Les pionniers du rock chrétien francophone reprennent leur tournée en mars, après une interruption due à l’hospitalisation d’un des membres du groupe - il est sur pied désormais. Une troisième tournée, donc, pour promouvoir leur nouvel album, Des Ombres et des Lumières. Retour sur les hauts et les bas d’un groupe-phénomène qu’on disait sur le déclin...

Certains les avaient crus morts et enterrés. Certains les avaient voués au destin éphémère des boys-bands des années 1990 - ne disait-on pas d’eux, en effet, qu’ils étaient le « premier boys-band catho » ? Volatilisés, les Glorious ? C’était compter sans la ténacité et le panache de ces trois frères qu’un dernier larron, le batteur Jean Prat, a rejoints l’année dernière. Trois plus un : les voilà donc de moins en moins boys-band, et de plus en plus mousquetaires. Entendons-nous bien : des mousquetaires relookés par John Galliano et familiers des rythmes de Radiohead et Kyo plus que des vêpres gasconnes.

C’était aussi compter sans une donnée fondamentale, dont seuls les fans des premières heures savent la valeur : Glorious est avant tout un groupe de scène. Osons le mot : ce sont des bêtes de scène - et Thomas Pouzin, le petit dernier, le chanteur et principal compositeur, est roi de cette virtuose ménagerie. Certains se souviennent de la première apparition publique du groupe, qui n’avait pas encore sorti d’album. C’était en août 2002 pendant le Forum des jeunes de la communauté de l’Emmanuel, à Paray-le-Monial. A l’heure du déjeuner. Les programmateurs, sceptiques, leur avaient attribué ce trou qu’il fallait bien boucher. Ce fut un triomphe. Desservis par une logistique approximative, ils avaient pallié les carences techniques par une présence scénique d’autant plus éblouissante que tout - allure, sons, paroles, gestes - était nouveau aux yeux des trois mille jeunes catholiques présents. Narguant les grincheux à cheval sur les horaires, ils avaient joué leur rappel depuis les coulisses, invisibles mais bien audibles. Culot, ambition, amour du public : la Glorious touch était née.

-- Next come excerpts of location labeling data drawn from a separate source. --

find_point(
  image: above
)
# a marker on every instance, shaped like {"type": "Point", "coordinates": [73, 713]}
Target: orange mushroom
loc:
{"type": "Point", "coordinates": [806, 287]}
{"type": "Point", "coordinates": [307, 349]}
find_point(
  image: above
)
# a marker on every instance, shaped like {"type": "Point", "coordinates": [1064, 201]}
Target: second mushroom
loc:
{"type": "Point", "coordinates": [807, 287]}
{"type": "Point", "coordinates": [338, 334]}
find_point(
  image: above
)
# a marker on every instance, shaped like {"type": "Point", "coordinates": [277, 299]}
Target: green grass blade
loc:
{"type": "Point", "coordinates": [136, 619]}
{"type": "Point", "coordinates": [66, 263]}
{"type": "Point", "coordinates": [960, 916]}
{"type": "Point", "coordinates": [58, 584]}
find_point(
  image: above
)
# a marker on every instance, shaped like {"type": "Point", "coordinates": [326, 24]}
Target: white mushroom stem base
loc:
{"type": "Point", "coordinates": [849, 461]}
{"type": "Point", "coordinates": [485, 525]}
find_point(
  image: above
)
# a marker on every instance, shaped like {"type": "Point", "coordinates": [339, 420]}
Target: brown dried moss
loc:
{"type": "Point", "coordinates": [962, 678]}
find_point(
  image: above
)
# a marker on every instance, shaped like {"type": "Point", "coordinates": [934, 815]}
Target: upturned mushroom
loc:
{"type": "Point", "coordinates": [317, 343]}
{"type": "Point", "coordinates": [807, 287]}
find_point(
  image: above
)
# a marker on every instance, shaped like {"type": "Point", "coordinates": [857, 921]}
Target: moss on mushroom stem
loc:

La tournée que Aurélien, Benjamin, Thomas et Jean viennent d’entreprendre pour promouvoir leur nouvel album marque le retour du groupe, après deux années difficiles : critiques du sérail bien-pensant, surmédiatisation pas toujours bien contrôlée, déboires financiers liés à l’échec d’une deuxième tournée trop ambitieuse, relations difficiles avec certains partenaires... Deux années d’humiliations, et donc, comme dirait le curé d’Ars, deux années de croissance dans l’humilité. Quand il fut acquis que l’aventure Glorious continuerait, les trois frères et leur nouveau comparse étaient attendus au tournant. Avant l’été, la rumeur a même couru qu’ils avaient carrément vendu leur âme au diable. Pensez donc : désormais soutenus par la multinationale EMI, ils ont été coachés par le prestigieux arrangeur Steve Prestage et ont enregistré certains morceaux de leur nouvel album à Londres - un album qui ne compterait, disait-on il y a quelques semaines encore, aucune chanson explicitement chrétienne.

Puis vint octobre, et une double surprise. La première : un album d’une incroyable maturité musicale, avec des paroles simples, certes, mais sans prétention intellectuelle ou théologique, accessibles à la fan base de Glorious, c’est-à-dire aux adolescents. La deuxième : une tournée avec un spectacle extraordinaire. Une véritable surprise de qualité musicale, d’originalité dans la mise en scène, de profondeur spirituelle. Une fête du rock - le professionnalisme Glorious ne se dément pas. Une fête de la foi - la traversée du désert a laissé des traces de sobriété sans rien entamer de l’ardeur évangélisatrice. Une fête de l’humour, et même de l’autodérision, pour clore le bec de ceux qui croyaient les chevilles des Glorious incapables de dégonfler - à travers un intermède théâtral dont nous réservons la surprise aux lecteurs, et qui est à mourir de rire.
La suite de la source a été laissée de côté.